= International Confederation for Disarmament and Peace =

The International Confederation for Disarmament and Peace was an organisation formed by peace groups from western and non-aligned nations in 1963.

As a result of confrontation between western and Soviet delegates at the 1962 World Congress for Peace and Disarmament, which was organised by the USSR-backed World Peace Council, non-aligned peace organisations decided to form an international body that would be independent of the World Peace Council. The founding conference of this body was attended by delegates from forty organizations.

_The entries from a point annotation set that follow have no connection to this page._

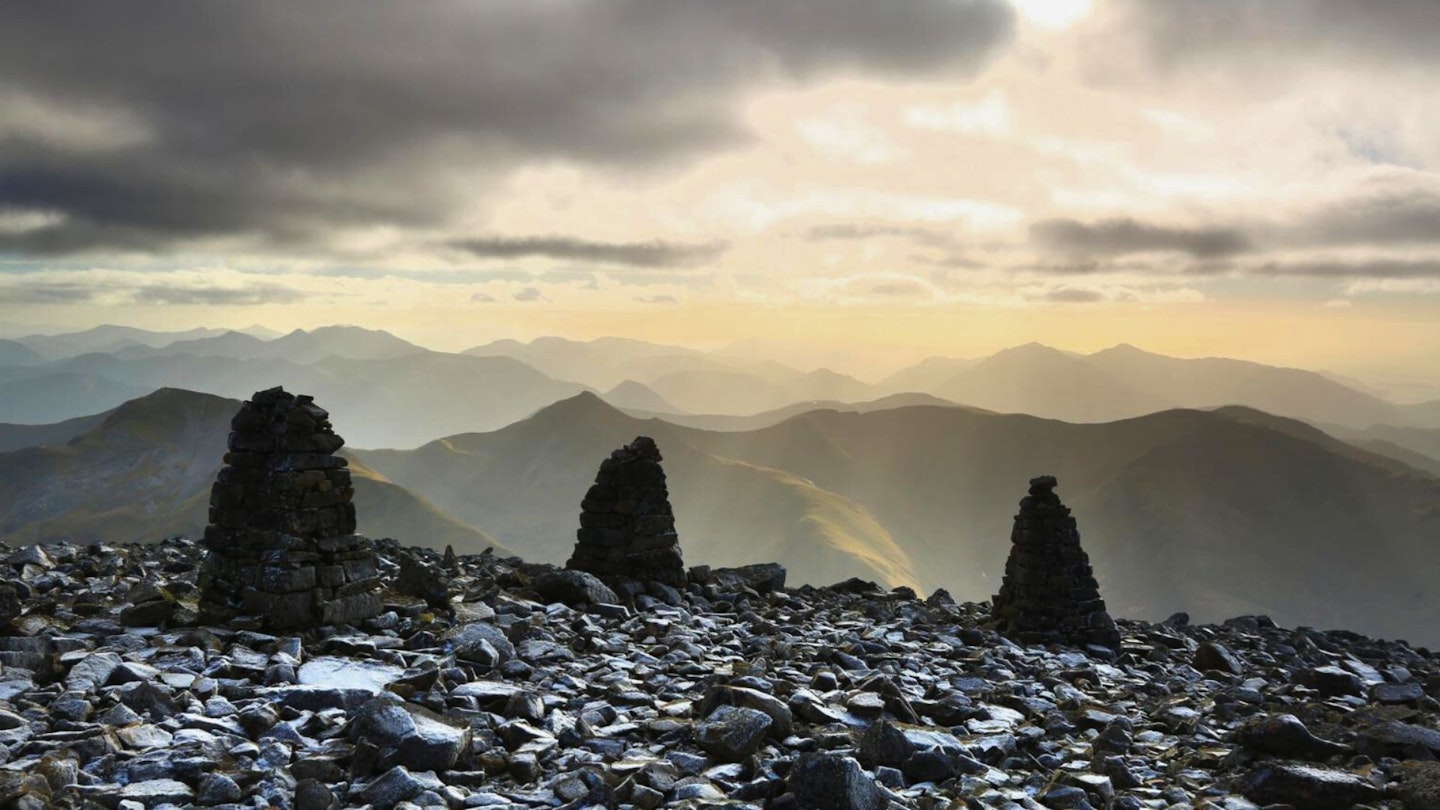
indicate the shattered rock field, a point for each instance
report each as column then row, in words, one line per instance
column 729, row 692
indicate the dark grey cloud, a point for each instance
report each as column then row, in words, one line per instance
column 282, row 121
column 1119, row 237
column 1388, row 218
column 46, row 293
column 655, row 254
column 1375, row 268
column 1073, row 296
column 41, row 291
column 1194, row 32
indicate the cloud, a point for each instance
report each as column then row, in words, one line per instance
column 46, row 293
column 860, row 231
column 127, row 290
column 1393, row 216
column 251, row 296
column 281, row 123
column 1195, row 32
column 1352, row 268
column 1119, row 237
column 655, row 254
column 1073, row 296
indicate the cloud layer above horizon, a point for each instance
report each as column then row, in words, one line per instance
column 601, row 156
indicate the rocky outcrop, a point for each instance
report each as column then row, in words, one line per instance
column 627, row 526
column 1050, row 593
column 794, row 698
column 282, row 551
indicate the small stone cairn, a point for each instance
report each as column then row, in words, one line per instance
column 627, row 526
column 281, row 539
column 1050, row 593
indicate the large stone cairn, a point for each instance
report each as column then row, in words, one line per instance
column 627, row 526
column 281, row 538
column 1050, row 593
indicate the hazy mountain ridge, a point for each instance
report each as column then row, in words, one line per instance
column 1207, row 512
column 1168, row 503
column 144, row 472
column 524, row 484
column 395, row 392
column 379, row 371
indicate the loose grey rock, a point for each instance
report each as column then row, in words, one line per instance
column 1285, row 735
column 733, row 732
column 827, row 781
column 575, row 588
column 481, row 643
column 1309, row 787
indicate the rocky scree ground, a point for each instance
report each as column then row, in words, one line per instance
column 496, row 683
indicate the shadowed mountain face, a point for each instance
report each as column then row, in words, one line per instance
column 402, row 399
column 144, row 473
column 1217, row 513
column 402, row 395
column 526, row 482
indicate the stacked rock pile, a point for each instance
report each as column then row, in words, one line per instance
column 627, row 526
column 281, row 535
column 1050, row 593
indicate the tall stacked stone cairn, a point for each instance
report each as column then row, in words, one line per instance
column 281, row 539
column 627, row 526
column 1050, row 593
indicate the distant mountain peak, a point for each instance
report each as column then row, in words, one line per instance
column 585, row 404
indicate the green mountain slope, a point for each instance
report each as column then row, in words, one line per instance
column 1211, row 512
column 524, row 484
column 144, row 473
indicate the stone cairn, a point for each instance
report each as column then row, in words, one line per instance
column 627, row 526
column 1050, row 593
column 281, row 539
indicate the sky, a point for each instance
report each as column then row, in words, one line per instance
column 833, row 180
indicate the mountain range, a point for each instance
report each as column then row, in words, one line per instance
column 402, row 395
column 143, row 472
column 1213, row 512
column 1218, row 513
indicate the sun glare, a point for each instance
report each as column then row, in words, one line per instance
column 1054, row 13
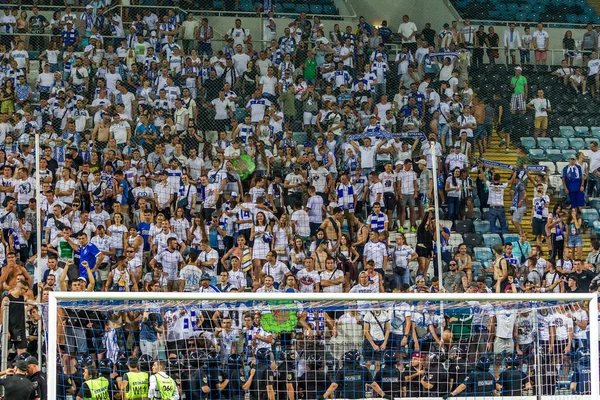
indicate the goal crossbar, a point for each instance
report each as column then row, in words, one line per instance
column 56, row 297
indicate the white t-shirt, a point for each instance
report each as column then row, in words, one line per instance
column 540, row 104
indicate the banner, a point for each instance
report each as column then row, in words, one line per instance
column 443, row 54
column 386, row 135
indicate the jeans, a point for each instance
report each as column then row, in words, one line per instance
column 497, row 214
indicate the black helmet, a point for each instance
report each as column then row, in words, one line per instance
column 263, row 353
column 213, row 358
column 287, row 355
column 390, row 357
column 483, row 363
column 146, row 362
column 235, row 361
column 315, row 362
column 352, row 357
column 196, row 359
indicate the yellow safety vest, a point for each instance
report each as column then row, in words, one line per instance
column 137, row 385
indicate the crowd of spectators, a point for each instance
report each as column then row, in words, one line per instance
column 144, row 189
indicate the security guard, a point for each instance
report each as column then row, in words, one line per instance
column 38, row 378
column 478, row 383
column 16, row 384
column 95, row 386
column 161, row 386
column 353, row 379
column 134, row 384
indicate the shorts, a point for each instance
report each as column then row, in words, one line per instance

The founding organizations were:

- Accra Assembly Continuing Committee
- Aktionsgruppen Mot Svensk Atoombomb
- American Friends Service Committee
- Arbeitsgemeinschaft Deutscher Friendensverbande
- Campaign for Nuclear Disarmament (UK)
- Canadian Campaign for Nuclear Disarmament
- Colleges and Universities CND (UK)
- Combined CND Groups and New South Wales and Queensland Peace Committee
- Combined Universities Campaign (Canada)
- Comite 1962 voor de Vrede
- Committee of 100 (United Kingdom)
- Committee on Non-Violent Action
- Consulta della Pace
- European Federation Against Nuclear Arms
- Fellowship of Reconciliation and War Resisters (Belgium)
- Friends Peace Committee (UK)
- Gandhi Peace Foundation
- Greek Peace Committee
- International Fellowship of Reconciliation
- International Liaison Committee of Organizations for Peace
- Irish CND
- Kampagnen mod Atomvaben
- Kampanjen mot Atomvapen
- Komiteen for Oplysning om Atomfaren
- National Committee for a Sane Nuclear Policy
- National Peace Council (UK)
- New Zealand CND
- P.S.U (France)
- Peace Pledge Union
- Schweizerische Bewegung Gegen Die Altomare Anfrustung
- Society for Social Responsibility in Science
- Student Peace Union
- Turn Towards Peace
- Voice of Women (Canada)
- War Resisters International
- War Resisters League
- Women’s International League for Peace and Freedom
- Women Strike for Peace
- Yugoslav League for Peace Independence and Equality of Peoples.

It was merged with the International Peace Bureau in 1978.